First way: From Motion (Kinetological Way): Idea that nothing can move itself as you cannot be moved and be a mover, therefore there must be a first mover as an infinite chain is not possible. Therefore the first mover must cause motion and the first mover is God. He said that the motion and change in the earth required an explanation.
Second way: From Cause (Aetiological Way): Idea that the events in the world are a series of events and all the events are caused, but nothing can be caused on its own. Therefore there must be a first cause and that first cause is God. He states that all subsequent causes and effects are dependant on the first cause and without the first cause there would be nothing at all
Third way: From Necessity and Contingency: Idea that everything we can point to is dependent upon factors beyond itself and thus is contingent. Therefore the presence of contingent items can only be explained by reference to those factors which they depend on. This factors are a ultimate explanation in the form of a necessary being (God) dependant on nothing outside himself. It is the idea that we cannot have a infinite series of contingent causes because all possibilities can affect any contingent being.
States that there are different ways in which objects of beings cause events
Inanimate Causation occurs when something that has the power to act under certain conditions does so, he uses the example of dynamite causing an explosion
Intentional Causation provides the reason why, for example, the dynamite was set off. It is personal and is motivated by beliefs and purpose.
He believes this model is fundamental to theistic thinking about the world in relation to humans
Necessity and Contingency
God necessary existence must be established as he is the only necessary being as he is not dependant on anything else and you cannot have an infinite chain of contingent beings causing things, because contingent things are dependant on others.
It dependant on the view that the world might not have been and the idea that it did not have to exist.
The world wouldn't be fundamentally different is an author of a book did not exist. Such beings then in the universe are capable of being able to exist and not exist.
Sufficent Reason and complete explanation by Gottfried Leibniz
He explained the cosmological argument in 1710 through sufficient reason. He argued that even if the universe had always been in existence, it would still require an explanation or a sufficient reason for its existence
However the universe is a finite and specific thing so it needs to be explained. By going back in time we will never arrive at a complete explanation.
He identified that even if we thing that the universe has existed forever, there is nothing to actually prove that.
He therefore stated that there must be a cause for the whole that explains the whole and unless this is accepted as a meaningful and purposeful exercise the argument will fail.

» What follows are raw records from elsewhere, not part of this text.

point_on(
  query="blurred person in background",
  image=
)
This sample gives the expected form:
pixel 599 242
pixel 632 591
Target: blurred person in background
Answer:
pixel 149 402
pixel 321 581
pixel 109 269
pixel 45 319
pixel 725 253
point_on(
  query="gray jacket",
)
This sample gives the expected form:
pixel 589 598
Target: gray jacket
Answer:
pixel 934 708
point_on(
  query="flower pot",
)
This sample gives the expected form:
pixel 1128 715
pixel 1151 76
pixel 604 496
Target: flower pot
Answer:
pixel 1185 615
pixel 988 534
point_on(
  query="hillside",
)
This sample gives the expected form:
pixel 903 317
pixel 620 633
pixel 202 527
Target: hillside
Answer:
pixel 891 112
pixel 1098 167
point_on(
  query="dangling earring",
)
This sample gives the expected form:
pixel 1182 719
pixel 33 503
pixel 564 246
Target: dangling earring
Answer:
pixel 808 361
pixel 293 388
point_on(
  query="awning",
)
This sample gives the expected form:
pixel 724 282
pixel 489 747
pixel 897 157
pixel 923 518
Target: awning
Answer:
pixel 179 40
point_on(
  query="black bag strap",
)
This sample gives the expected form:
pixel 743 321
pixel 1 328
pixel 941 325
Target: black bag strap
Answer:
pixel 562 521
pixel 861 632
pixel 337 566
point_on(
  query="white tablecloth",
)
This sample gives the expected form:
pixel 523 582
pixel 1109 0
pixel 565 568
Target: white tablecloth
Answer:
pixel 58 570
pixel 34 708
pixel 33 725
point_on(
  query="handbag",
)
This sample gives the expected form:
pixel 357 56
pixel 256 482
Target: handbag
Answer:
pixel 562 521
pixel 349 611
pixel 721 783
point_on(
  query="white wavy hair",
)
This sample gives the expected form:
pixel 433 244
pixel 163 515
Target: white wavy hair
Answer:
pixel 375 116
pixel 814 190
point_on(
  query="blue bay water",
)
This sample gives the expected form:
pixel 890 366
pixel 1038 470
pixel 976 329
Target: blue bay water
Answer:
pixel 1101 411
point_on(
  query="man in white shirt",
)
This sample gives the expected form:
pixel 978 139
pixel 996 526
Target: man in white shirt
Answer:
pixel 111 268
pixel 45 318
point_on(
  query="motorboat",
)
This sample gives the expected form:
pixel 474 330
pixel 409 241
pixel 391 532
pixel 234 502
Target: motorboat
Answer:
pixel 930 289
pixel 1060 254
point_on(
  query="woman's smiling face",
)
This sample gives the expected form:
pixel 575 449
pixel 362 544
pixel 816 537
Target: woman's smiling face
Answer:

The argument pushes us into finding an explanation that lies beyond the ones that are immediately evident and explain not just how things came into existence but why
None of the cosmological arguments ask the question: Why did God create the world?
This is a key element of the cosmological argument to reject infinite regress as unable to provide logically a complete explanation. If we were satisfied with the explanation that all effects and causes could be traced back infinitely in time without ever needing, factually or logically to arrive at the first cause we would never arrive at an explanation
Aquinas rejected infinite regress
supported Aquinas' rejection of infinite regress on the grounds that an infinite chain of contingent beings could only ever consist of contingent beings, which then would never be able to bring anything into exsistance
He then went on to formulate his own cosmological argument, stating that:
Somethings exist that do not contain within them the reason for their own existence
The world consists of the totality of such objects, none of which contain the reason for their existence
thus the explanation for the existence of everything in the universe must lie outside it
This explanation must be a self-explanatory being that contains the reason for their own existence
Challenges to the Cosmological Argument
Argued against the cosmological argument in 'Dialogues concerning Natural Religion' (1779)
States that the notion of a necessary being is an inconsistent one since there is no being that the no-exsistance of which is inconceivable. Even if there was such being, why should it be God?
Why should the first mover/cause be the God of classical theism? Aquinas is guilty of the inductive leap to God, or the God of the Gaps argument.
The argument is familiar to begin with be reaches something that are out of our experiences by the end
Why do we need to find a cause for the whole chain if we can explain each item in the chain?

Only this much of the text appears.